WTF is SRE Conference is coming in hot for 2022 | Register for updates today!

WTF Is Cloud Native

Kubernetes is Doomed!

What does the future of hosting look like?

If a giant killer heat dome over Seattle isn’t a sign, what is? But are Google, Amazon and Microsoft listening? What are their plans and how do the rest of us fit into them?

In our earlier articles on the future direction of hosting technology (one, two), I talked about the EU commission, who reckon our industry has two problems to solve for climate change: embodied carbon in hardware (we need to make physical stuff last longer) and electricity use in DCs (we need to run on 100% carbon zero electricity).

In this article I’m going to talk about both again and take a look at a recent paper from Google about how they’re hoping to tackle these issues in their own DCs. It’s worth looking at Google because for the past 20 years, they’ve been leading the field in efficient DC operations.
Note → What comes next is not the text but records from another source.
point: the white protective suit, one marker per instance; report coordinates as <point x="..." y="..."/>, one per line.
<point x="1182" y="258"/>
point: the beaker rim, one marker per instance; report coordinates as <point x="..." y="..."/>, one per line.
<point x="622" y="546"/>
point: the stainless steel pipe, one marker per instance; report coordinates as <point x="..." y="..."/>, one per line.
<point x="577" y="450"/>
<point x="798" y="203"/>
But if Google is so engaged in future-proof IT and they invented Kubernetes, why am I certain it’s doomed?

Take a breath

Before we dive into the details, let’s step back and summarise the issue Google is facing up to now and the rest of us will be staring at in horror in less than 5 years:

  • Unless you’re in a country with very substantial nuclear, geothermal, or hydro power, you’ll struggle to get carbon zero electricity all the time. The sun isn’t always out and the wind isn’t always blowing. There are storage solutions, but they aren’t that great. The upshot is most countries are going to have VERY variable electricity pricing and it’ll have to be a behaviour-shifting cost difference, because that’ll be the point. (Capitalism does have some redeeming features and they are likely to be deployed, but for that, you need significant commercial motivation).
  • The expectation has been set by the big players that companies in the tech sector will be zero carbon by 2040 (for hosting, 2030).

That’s going to be tricky. What does Google have to say about it?

Before Kubernetes

Google has been doing programmable infrastructure for a long time, in search of hyper-efficient data centres. In Google DCs, workloads are packed onto machines to use as much of their physical resources as possible, at all times (CPU, bandwidth, network cards, disk space or whatever). This is sometimes described as maximising server density.
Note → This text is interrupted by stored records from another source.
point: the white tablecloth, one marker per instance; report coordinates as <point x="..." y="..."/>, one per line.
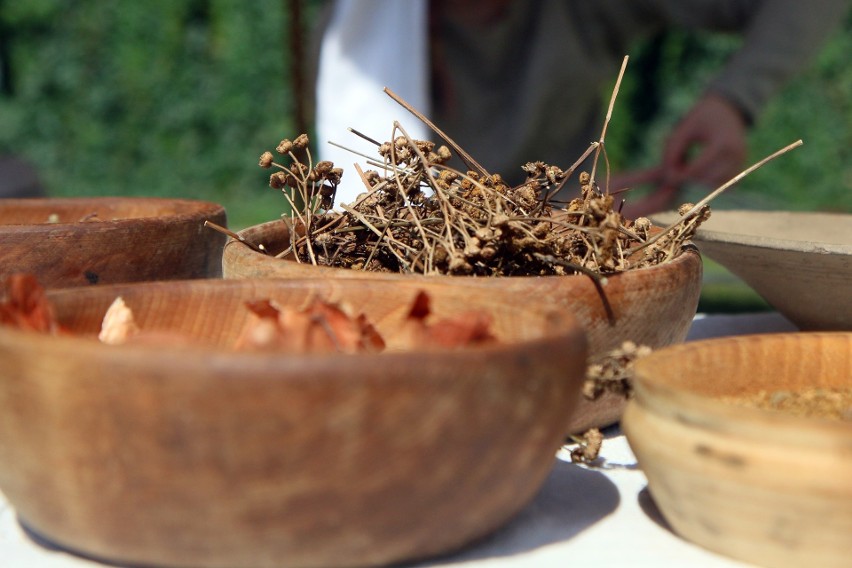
<point x="596" y="516"/>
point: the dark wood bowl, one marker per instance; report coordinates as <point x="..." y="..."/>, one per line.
<point x="652" y="306"/>
<point x="102" y="240"/>
<point x="200" y="456"/>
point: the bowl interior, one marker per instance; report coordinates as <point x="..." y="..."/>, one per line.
<point x="801" y="263"/>
<point x="785" y="230"/>
<point x="214" y="312"/>
<point x="696" y="378"/>
<point x="75" y="210"/>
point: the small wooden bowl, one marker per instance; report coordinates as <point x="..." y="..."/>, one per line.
<point x="758" y="485"/>
<point x="652" y="306"/>
<point x="799" y="262"/>
<point x="199" y="456"/>
<point x="102" y="240"/>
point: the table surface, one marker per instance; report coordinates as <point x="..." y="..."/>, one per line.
<point x="601" y="514"/>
Google led the way in using cutting edge tech to accomplish this. Containers? Orchestrators? Cluster schedulers? Google has used them for decades and you can read about the stuff they do with their internal management system (Borg) in this 2013 paper (tl;dr Google’s great at using scheduling to get optimal utilisation of the two resources we’re worried about for the climate: electricity and hardware). As they say, “shifting execution of flexible workloads in time and space can decrease peak demand for resources and power. Since datacenters are planned based on peak power and resource usage, smaller peaks reduce the need for more capacity.”
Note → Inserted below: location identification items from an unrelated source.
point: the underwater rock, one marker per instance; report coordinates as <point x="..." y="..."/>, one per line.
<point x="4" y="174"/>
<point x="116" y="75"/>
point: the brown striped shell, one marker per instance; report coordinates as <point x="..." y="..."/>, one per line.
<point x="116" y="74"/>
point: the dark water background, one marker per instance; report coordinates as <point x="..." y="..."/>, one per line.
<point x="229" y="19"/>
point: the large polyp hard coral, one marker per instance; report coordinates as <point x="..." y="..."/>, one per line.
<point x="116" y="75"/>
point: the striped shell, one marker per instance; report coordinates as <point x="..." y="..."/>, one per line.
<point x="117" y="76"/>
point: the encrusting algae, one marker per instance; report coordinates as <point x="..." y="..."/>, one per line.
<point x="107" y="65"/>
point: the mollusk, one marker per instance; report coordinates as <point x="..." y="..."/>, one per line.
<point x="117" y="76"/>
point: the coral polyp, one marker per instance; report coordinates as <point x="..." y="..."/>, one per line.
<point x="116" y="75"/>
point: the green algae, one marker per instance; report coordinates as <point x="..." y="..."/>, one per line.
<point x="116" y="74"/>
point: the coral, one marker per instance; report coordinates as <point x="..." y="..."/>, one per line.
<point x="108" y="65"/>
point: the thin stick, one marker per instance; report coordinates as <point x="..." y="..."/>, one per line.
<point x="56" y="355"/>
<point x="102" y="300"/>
A simplified version of Borg was open sourced as Kubernetes.

All of this clever stuff was wildly ahead of everyone else a decade ago, but it’s not enough to meet their current goal of being carbon zero (no carbon at all emitted by their operations) by 2030. To do that, they need to get even cleverer.

The received wisdom is that you can’t solve the green electricity problem using scheduling to avoid fossil-fueled electricity (i.e. not running your compute jobs on windless nights). The reason for that is you’ve got loads of carbon investment embodied in your infrastructure and letting it sit idle is also a major form of waste.

So, what are Google doing?

Temporal displacement

A vital part of Google’s cluster scheduling has always been an awareness of latency sensitivity - i.e. the ability to differentiate between urgent and non-urgent workloads.

For example, opening your emails is urgent. If you have to wait too long, you’ll use Outlook. However, uploading your videos to YouTube, which involves hanging around for them to be expensively transcoded, is not urgent. Sometimes that takes 10 minutes, sometimes it takes hours. Users live with it. Google has a good mix of different jobs like this and their cluster schedulers use this kind of variability in urgency to utilise their servers more efficiently.

Hyperscale computing vendors aren’t the only folk who do this. It’s almost a cliche of physical logistics that things get cheaper for customers if they’re relaxed about delivery times. If drivers can wait for their van to fill up, they need to take fewer trips and they use less petrol. However, even in this simple case there’s a trade off - the driver and van are sitting idle and the customer is missing out on getting their stuff sooner. Every logistical decision depends on what you’ve chosen to optimise for.

Google’s willingness to delay less urgent tasks in order to use their hardware resources more efficiently is generally an effective approach, but there’s a downside to putting things off. What if in an hour's time Michael Jackson dies again (less extreme examples of fluctuations in demand are available) the internet is swamped with traffic, and you don’t have any free resources to execute your parked tasks? The longer you wait, the better optimisation you can get, but the greater the odds something unexpected will happen and screw everything up.

Google’s paper on their latest logistical approach to scheduling describes “delaying temporally flexible workloads'' but that's what they’ve always done, so what’s new? Have they changed what they’re optimising for?

Carbon-intelligent compute

One thing has altered for Google - a new willingness to deliberately downgrade server density if there isn’t enough low carbon intensity electricity available to run their machines. The paper even explicitly mentions turning machines off.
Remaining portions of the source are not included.